Streetwear is experiencing an all-time high in fashion and the sweatshirt is its great signifier. Hoodies have come down runways from Baja East to Michael Kors this season. Street cred is another story, and within the increasingly crowded street category, Nicola Formichetti has it. The punk-goth unisex attitude of his Nicopanda line isn’t drawn from completely original ideas — Formichetti’s main inspiration is Japanese street culture — but his raw, messy way with it makes it believable, or “authentic” in the overused parlance of branding speak. That’s a compliment.

 

For fall, Formichetti invoked Japanese street again. “I love that they go to vintage stores and mix eras,” he said during his presentation. “They don’t really care. They buy different things and mix them with something contemporary.” He chose the Forties as his retro moment and — you guessed it — sweats for a modern clash. A male model with skunky pink hair wore a black T-shirt with a delicate white Forties-style dress tacked on the front. A girl with magenta hair wore a tomato-red hoodie with slashed elbows over a long black mourning frock in tiered ruffles, a long floppy bow tied at the neck. The collection consisted of more than just sweatshirts, but it was a key motif, worked in creative yet wearable ways worth describing.
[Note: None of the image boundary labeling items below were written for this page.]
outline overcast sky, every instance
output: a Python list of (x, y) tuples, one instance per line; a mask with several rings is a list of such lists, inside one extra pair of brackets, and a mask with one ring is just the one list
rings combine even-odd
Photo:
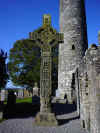
[[(88, 43), (97, 44), (100, 30), (100, 0), (86, 0)], [(0, 0), (0, 48), (9, 52), (16, 40), (42, 25), (43, 14), (51, 14), (59, 31), (59, 0)]]

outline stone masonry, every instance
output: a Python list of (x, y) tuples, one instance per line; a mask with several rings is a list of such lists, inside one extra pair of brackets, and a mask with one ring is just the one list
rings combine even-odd
[(59, 46), (58, 90), (71, 103), (76, 66), (88, 48), (84, 0), (60, 0), (60, 32), (64, 43)]
[[(81, 124), (89, 133), (100, 132), (100, 46), (91, 45), (78, 66), (76, 87)], [(77, 85), (76, 85), (77, 86)]]

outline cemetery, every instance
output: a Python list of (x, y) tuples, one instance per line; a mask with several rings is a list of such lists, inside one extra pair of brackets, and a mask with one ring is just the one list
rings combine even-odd
[[(9, 73), (1, 50), (0, 133), (100, 132), (100, 32), (88, 48), (84, 0), (60, 0), (60, 32), (52, 21), (44, 14), (41, 27), (16, 41)], [(9, 76), (19, 89), (5, 87)]]

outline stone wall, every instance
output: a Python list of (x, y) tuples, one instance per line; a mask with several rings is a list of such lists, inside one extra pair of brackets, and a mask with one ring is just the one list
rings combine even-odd
[[(79, 85), (78, 85), (78, 84)], [(76, 71), (77, 111), (82, 127), (100, 132), (100, 46), (91, 45)]]
[(60, 31), (64, 43), (59, 46), (58, 89), (71, 102), (73, 74), (88, 48), (84, 0), (60, 0)]

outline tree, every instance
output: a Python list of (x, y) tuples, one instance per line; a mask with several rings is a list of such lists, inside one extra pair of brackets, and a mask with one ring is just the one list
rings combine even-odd
[(34, 41), (26, 39), (14, 43), (10, 50), (8, 69), (15, 85), (33, 88), (34, 82), (40, 84), (40, 56), (40, 48)]
[(0, 50), (0, 90), (5, 87), (8, 80), (8, 74), (5, 63), (6, 59), (7, 59), (7, 53), (5, 53), (1, 49)]
[(10, 50), (8, 69), (15, 85), (32, 88), (40, 80), (40, 49), (28, 39), (16, 41)]

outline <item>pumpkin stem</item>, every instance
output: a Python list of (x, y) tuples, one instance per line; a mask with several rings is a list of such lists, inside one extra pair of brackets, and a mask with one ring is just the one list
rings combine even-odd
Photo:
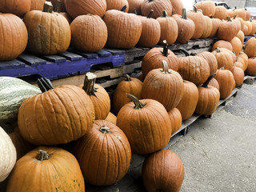
[(105, 134), (109, 134), (110, 132), (110, 128), (107, 127), (106, 126), (103, 126), (100, 127), (98, 130)]
[(51, 4), (51, 2), (45, 2), (45, 4), (43, 5), (42, 12), (46, 13), (52, 13), (53, 12), (53, 4)]
[(127, 8), (126, 5), (124, 5), (124, 6), (122, 7), (121, 11), (126, 12), (126, 8)]
[(61, 12), (61, 9), (62, 9), (62, 2), (61, 2), (60, 0), (58, 0), (56, 2), (56, 5), (55, 5), (55, 7), (54, 9), (54, 11), (57, 12), (57, 13), (60, 13)]
[(134, 110), (140, 110), (140, 109), (142, 109), (146, 105), (146, 103), (145, 104), (142, 104), (139, 102), (139, 100), (134, 95), (132, 94), (126, 94), (126, 97), (130, 98), (134, 103)]
[(166, 10), (163, 10), (163, 11), (162, 11), (162, 17), (163, 17), (163, 18), (167, 18), (167, 17), (168, 17), (168, 14), (167, 14), (167, 11), (166, 11)]
[(134, 8), (134, 14), (136, 14), (136, 15), (138, 15), (137, 10), (136, 10), (135, 7)]
[(166, 42), (166, 40), (163, 40), (162, 42), (163, 42), (163, 46), (162, 46), (163, 50), (162, 50), (162, 51), (161, 51), (161, 53), (162, 54), (163, 56), (167, 57), (168, 54), (168, 54), (168, 44), (167, 44), (167, 42)]
[(227, 17), (226, 17), (226, 20), (227, 20), (228, 22), (232, 22), (232, 20), (231, 20), (231, 18), (230, 18), (230, 16), (227, 16)]
[(38, 154), (37, 154), (35, 158), (40, 162), (42, 162), (44, 160), (49, 160), (50, 156), (50, 155), (49, 155), (46, 151), (42, 150), (39, 150)]
[(82, 89), (86, 91), (87, 94), (94, 95), (95, 97), (97, 97), (95, 94), (95, 92), (97, 92), (97, 88), (94, 87), (96, 77), (96, 74), (94, 74), (93, 73), (86, 73), (82, 86)]
[(216, 75), (216, 73), (211, 74), (206, 80), (206, 82), (205, 82), (202, 86), (204, 87), (204, 88), (208, 88), (208, 84), (210, 82), (210, 81)]
[(190, 53), (185, 48), (182, 47), (179, 50), (185, 54), (186, 57), (190, 56)]
[(185, 8), (182, 9), (182, 18), (187, 19), (186, 12), (186, 9)]
[(131, 78), (126, 74), (124, 74), (122, 76), (126, 78), (126, 82), (130, 82), (132, 80)]
[(166, 61), (162, 60), (162, 73), (170, 74), (170, 72), (169, 71), (169, 67), (168, 67), (168, 64), (167, 64)]
[(37, 84), (40, 88), (42, 93), (46, 92), (47, 90), (54, 89), (53, 84), (51, 84), (50, 81), (46, 78), (40, 78), (37, 81)]
[(149, 13), (149, 14), (147, 15), (147, 18), (150, 18), (152, 17), (152, 14), (154, 13), (154, 10), (150, 10), (150, 12)]

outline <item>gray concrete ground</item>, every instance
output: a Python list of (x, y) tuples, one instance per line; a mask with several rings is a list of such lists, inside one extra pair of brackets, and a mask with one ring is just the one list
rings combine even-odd
[[(185, 166), (182, 192), (256, 192), (256, 82), (243, 84), (236, 97), (211, 118), (199, 118), (186, 135), (176, 135), (166, 147)], [(128, 174), (105, 187), (86, 191), (140, 192), (145, 156), (133, 154)]]

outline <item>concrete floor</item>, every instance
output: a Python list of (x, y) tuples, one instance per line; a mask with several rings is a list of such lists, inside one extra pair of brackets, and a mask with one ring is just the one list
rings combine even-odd
[[(176, 135), (166, 147), (185, 167), (182, 192), (256, 191), (256, 82), (243, 84), (236, 97), (211, 118), (199, 118), (185, 136)], [(141, 167), (145, 156), (133, 154), (128, 174), (91, 192), (145, 191)]]

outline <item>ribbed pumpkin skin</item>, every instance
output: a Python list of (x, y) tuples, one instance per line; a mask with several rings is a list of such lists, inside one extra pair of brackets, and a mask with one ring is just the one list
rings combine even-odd
[(107, 39), (107, 29), (103, 20), (98, 15), (80, 15), (72, 22), (71, 45), (85, 52), (102, 50)]
[(250, 38), (246, 43), (244, 52), (248, 58), (256, 57), (256, 37)]
[(127, 0), (129, 3), (128, 13), (134, 13), (134, 8), (136, 9), (138, 15), (142, 14), (141, 6), (143, 0)]
[(144, 77), (146, 77), (150, 70), (161, 68), (162, 66), (162, 60), (167, 62), (169, 69), (175, 71), (178, 70), (178, 58), (176, 55), (170, 50), (168, 50), (168, 56), (166, 57), (162, 54), (162, 48), (154, 47), (145, 54), (142, 62), (142, 71)]
[(246, 74), (255, 76), (256, 75), (256, 58), (251, 58), (248, 59), (248, 67), (246, 70)]
[(142, 98), (142, 82), (138, 78), (132, 78), (131, 81), (123, 80), (120, 82), (113, 94), (112, 104), (115, 114), (118, 114), (124, 105), (130, 102), (130, 99), (126, 97), (126, 94), (141, 99)]
[(194, 112), (198, 114), (212, 114), (218, 107), (219, 98), (220, 93), (215, 87), (198, 86), (198, 102)]
[(182, 124), (182, 117), (181, 112), (177, 109), (174, 108), (168, 111), (168, 114), (170, 119), (171, 124), (171, 134), (174, 134), (177, 130), (181, 128)]
[[(35, 158), (38, 150), (47, 152), (49, 160)], [(43, 186), (42, 186), (43, 183)], [(21, 158), (10, 177), (7, 192), (85, 191), (83, 177), (77, 159), (57, 147), (38, 146)]]
[(161, 35), (161, 26), (154, 18), (139, 16), (142, 22), (142, 34), (137, 46), (142, 47), (152, 47), (158, 44)]
[(205, 19), (201, 11), (198, 11), (197, 10), (194, 10), (187, 11), (186, 15), (194, 22), (195, 26), (194, 32), (191, 38), (199, 38), (202, 35), (205, 30)]
[(18, 108), (26, 98), (41, 93), (31, 84), (12, 77), (0, 77), (0, 122), (18, 119)]
[(153, 99), (139, 100), (146, 106), (134, 109), (129, 102), (120, 110), (117, 126), (126, 134), (133, 153), (146, 154), (165, 147), (171, 135), (171, 124), (165, 107)]
[(202, 57), (182, 57), (178, 58), (178, 73), (183, 79), (199, 86), (210, 76), (210, 66)]
[(174, 43), (178, 38), (178, 25), (172, 17), (159, 17), (157, 21), (160, 24), (161, 35), (158, 42), (159, 45), (163, 45), (162, 41), (166, 40), (168, 45)]
[(151, 98), (161, 102), (167, 111), (181, 101), (184, 91), (182, 76), (174, 70), (163, 74), (162, 69), (150, 71), (142, 84), (142, 98)]
[(8, 0), (1, 1), (0, 12), (13, 14), (22, 18), (30, 10), (30, 0)]
[[(110, 132), (103, 134), (100, 128)], [(125, 134), (117, 126), (96, 120), (92, 129), (74, 143), (85, 181), (95, 186), (108, 186), (119, 181), (128, 171), (131, 150)]]
[(142, 26), (136, 14), (111, 10), (106, 12), (103, 21), (107, 27), (108, 47), (129, 49), (138, 42)]
[(46, 0), (31, 0), (31, 6), (30, 10), (42, 10), (45, 2)]
[(218, 6), (215, 7), (215, 13), (213, 14), (214, 18), (217, 18), (219, 19), (226, 19), (227, 16), (227, 10), (226, 9), (222, 6)]
[(240, 39), (238, 37), (234, 37), (230, 41), (230, 43), (233, 47), (233, 51), (234, 51), (235, 54), (238, 55), (242, 51), (242, 46), (243, 46)]
[(0, 182), (4, 181), (16, 162), (16, 150), (10, 138), (0, 126)]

Two more: a Forties dress cut out of blue sweatshirt material flocked with black hearts, and a sleeveless, deconstructed zip-up hoodie dress in a patchwork of floral prints.

 

“The world is going crazy and we just need to be glowing,” Formichetti said. “I’m feeling very optimistic and colorful. “So optimistic that this season he launched Nicopanda World, a “panda-centric” accessories collection including bags, wallets and jewelry made from highly tactile faux fur and faux animal skins meant to encourage touching. It’s a feel-good enterprise.